How will this mess ever be resolved? With some kind of hyperinflationary collapse?

Turk: We were almost at a collapse in 2008. That was a different collapse in the sense that they did everything they could to re-liquefy the system, and other than Lehman Brothers, they didn’t allow anyone else to liquidate themselves. They didn’t want the derivative markets to blow up and all these trillions of dollars of promises to disappear because of a massive liquidation. Instead, they’ve unleashed the inflationary, and I think eventually, the hyperinflationary course.

You raise a good point. When is it going to happen? No one can predict that. It could happen next week, or it could happen next month, or it could be a few years away. But looking at everything that’s happening, you can intuitively sense that things are heading in the wrong direction.

When you’re heading in the wrong direction, you’re heading towards the cliff. If you keep driving towards it, sooner or later, you’ll roll over that cliff. That’s what really concerns me. What I expect to happen goes back to the book that John Rubino and I wrote in 2004, The Coming Collapse of the Dollar. I expect the dollar will collapse just like the Continental, this country’s first currency, collapsed during the American Revolution.

After the Continental collapsed, the framers tried to create a more perfect union, as they said in the preamble. One of the key planks of that constitution was sound money, which was enacted by the Coinage Act of 1792, passed by congress, and signed into law by George Washington. That defined the dollar as 371.25 grains of pure silver. It wasn’t until 1971 that Nixon took us off any kind of metallic monetary standard. Now we’re re-learning the lessons the constitution’s framers learned back in the 1780s. It’s really quite sad.

Moneychanger: One fear gives me nightmares: that the reform after this hyperinflationary event might be hijacked by the same people who are running things now, so we end up with a gold-plated standard without any genuine convertibility and genuine reform, only a new lease on life for the same old system and the same old banks.

Turk: You’re absolutely right, that is the concern. You know, Edwin Vieira makes the point that just as we have separation of church and state, we should also have separation bank and state. I like to say we should have separation of money and state. The framers did not put the power of creating money into the state’s hands. They gave congress the power to coin money. They didn’t give congress the power to print money. There’s a fundamental difference. We must return to that principle and take the power to create or define money out of the politician’s hands and put it where it’s supposed to be, in the free market.

Moneychanger: Precisely. What’s your outlook for silver?

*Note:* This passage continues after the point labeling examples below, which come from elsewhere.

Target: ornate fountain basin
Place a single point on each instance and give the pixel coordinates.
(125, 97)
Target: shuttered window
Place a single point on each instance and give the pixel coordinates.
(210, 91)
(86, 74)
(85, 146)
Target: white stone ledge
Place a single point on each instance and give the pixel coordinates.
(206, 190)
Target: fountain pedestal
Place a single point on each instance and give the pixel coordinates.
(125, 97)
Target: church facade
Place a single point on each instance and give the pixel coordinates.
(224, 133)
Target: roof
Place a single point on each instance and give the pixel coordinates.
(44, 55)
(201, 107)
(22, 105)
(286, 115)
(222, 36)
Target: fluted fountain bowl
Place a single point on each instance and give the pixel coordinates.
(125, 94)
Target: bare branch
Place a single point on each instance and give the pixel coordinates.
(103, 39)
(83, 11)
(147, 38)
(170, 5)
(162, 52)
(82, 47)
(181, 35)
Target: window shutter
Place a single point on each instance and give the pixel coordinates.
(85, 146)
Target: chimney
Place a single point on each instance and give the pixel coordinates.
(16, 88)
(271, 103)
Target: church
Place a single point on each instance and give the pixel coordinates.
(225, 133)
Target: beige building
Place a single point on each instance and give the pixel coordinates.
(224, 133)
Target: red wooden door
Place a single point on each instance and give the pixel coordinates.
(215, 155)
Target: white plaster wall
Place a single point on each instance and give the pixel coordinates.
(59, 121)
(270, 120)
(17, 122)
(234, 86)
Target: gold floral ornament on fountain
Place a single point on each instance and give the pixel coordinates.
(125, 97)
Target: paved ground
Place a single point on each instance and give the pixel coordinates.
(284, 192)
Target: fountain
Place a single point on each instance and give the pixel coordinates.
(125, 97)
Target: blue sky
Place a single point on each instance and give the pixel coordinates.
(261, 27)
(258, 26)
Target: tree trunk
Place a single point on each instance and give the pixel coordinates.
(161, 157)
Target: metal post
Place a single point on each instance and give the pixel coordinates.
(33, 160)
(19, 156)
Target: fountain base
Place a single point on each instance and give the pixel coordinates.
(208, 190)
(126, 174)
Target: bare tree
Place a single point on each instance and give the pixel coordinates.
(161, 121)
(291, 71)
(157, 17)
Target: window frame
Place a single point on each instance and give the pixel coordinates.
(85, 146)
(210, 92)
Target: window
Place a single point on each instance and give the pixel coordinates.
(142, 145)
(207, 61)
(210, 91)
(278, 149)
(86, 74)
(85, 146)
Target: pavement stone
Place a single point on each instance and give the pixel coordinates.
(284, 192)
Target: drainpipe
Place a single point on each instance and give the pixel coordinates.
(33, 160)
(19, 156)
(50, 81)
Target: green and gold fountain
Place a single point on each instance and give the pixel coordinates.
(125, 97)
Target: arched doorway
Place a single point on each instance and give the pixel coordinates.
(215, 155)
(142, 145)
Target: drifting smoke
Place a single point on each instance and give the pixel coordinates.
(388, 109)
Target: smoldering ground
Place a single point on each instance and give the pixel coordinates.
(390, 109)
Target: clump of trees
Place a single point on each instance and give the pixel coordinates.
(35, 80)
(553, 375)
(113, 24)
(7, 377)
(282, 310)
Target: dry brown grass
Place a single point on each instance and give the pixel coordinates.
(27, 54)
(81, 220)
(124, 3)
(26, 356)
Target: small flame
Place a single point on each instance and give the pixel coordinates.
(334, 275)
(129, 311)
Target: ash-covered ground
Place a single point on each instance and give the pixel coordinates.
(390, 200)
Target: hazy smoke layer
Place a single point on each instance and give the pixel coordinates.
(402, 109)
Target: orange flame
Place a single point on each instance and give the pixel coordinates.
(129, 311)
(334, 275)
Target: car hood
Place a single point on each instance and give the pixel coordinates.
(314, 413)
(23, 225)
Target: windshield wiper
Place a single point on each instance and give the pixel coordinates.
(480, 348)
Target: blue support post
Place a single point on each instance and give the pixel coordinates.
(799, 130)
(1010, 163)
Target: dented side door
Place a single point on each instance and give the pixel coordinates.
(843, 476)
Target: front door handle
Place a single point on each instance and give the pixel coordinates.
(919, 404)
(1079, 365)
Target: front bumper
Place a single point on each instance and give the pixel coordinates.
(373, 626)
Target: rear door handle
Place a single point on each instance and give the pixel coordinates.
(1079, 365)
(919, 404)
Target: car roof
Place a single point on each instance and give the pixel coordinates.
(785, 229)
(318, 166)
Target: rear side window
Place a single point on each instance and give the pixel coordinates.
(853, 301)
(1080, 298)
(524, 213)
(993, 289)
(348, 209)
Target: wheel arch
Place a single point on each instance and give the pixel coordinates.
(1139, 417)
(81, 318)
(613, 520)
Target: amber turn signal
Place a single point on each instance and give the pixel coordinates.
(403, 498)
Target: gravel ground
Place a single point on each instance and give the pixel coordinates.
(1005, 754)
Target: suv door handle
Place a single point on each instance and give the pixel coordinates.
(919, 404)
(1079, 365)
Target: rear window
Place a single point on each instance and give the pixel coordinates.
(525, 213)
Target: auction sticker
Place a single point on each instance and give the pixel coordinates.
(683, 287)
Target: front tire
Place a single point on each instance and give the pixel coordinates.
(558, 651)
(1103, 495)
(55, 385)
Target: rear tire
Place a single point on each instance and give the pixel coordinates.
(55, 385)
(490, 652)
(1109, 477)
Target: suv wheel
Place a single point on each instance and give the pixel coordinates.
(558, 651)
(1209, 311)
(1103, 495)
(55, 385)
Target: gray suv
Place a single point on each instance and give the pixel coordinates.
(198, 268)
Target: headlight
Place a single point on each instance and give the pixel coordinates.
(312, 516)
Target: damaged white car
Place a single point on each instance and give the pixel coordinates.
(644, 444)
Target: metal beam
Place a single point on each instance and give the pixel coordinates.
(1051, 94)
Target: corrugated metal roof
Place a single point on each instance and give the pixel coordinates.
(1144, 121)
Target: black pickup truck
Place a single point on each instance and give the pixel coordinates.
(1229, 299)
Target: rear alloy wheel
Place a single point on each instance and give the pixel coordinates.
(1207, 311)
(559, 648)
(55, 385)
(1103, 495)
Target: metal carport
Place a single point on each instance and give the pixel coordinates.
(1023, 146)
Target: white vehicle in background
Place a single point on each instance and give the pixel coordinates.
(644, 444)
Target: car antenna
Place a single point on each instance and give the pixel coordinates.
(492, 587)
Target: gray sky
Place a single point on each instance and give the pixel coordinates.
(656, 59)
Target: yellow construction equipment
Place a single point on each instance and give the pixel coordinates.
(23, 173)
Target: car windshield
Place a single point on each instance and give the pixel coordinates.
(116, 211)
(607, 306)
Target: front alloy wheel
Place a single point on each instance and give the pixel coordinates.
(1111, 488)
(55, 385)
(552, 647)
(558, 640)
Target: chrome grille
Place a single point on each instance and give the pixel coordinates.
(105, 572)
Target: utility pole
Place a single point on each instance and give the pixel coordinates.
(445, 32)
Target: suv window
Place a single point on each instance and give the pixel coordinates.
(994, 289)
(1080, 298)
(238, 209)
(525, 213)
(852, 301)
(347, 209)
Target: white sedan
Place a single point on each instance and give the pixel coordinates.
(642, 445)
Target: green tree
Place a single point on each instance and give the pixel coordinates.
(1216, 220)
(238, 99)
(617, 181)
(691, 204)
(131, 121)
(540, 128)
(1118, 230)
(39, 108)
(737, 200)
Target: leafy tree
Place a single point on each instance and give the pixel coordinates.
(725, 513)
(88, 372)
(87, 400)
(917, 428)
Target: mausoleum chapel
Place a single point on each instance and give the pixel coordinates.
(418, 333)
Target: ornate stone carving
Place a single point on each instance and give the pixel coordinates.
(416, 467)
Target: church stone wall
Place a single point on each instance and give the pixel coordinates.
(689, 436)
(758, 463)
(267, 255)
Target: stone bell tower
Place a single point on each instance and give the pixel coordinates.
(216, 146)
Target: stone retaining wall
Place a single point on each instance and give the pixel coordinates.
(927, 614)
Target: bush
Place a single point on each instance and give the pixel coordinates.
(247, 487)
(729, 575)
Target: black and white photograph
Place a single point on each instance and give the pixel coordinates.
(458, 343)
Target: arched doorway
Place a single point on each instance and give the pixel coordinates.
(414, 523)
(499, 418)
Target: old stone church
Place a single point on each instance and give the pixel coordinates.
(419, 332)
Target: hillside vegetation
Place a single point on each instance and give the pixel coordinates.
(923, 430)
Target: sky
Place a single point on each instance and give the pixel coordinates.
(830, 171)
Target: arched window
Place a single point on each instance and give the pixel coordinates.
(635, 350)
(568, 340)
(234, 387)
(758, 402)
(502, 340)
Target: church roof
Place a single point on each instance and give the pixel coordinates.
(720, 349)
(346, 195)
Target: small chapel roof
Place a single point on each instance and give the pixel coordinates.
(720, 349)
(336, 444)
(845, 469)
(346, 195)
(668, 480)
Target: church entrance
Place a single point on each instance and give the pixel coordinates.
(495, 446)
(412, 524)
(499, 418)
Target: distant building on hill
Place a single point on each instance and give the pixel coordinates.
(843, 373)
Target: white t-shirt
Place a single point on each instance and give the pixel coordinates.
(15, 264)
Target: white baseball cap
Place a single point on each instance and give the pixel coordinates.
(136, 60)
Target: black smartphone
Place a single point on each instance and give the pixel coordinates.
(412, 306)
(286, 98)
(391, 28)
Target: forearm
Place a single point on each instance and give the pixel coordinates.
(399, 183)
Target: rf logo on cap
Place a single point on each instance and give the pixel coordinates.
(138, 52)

Turk: I have been and remain more bullish on silver than I am on gold. I use my Fear Index and my GoldMoney Index as a mathematical formula to show that gold is historically undervalued based on all measures we’ve seen in the past. (The other benefit that gold offers is that it’s money that has no counterparty risk. When you hold that gold coin in your hand, that coin’s value doesn’t depend upon any bank or central bank or government. It’s based on the market’s perception that this has had value for 5,000 years, and it’s likely to have value for the foreseeable future.)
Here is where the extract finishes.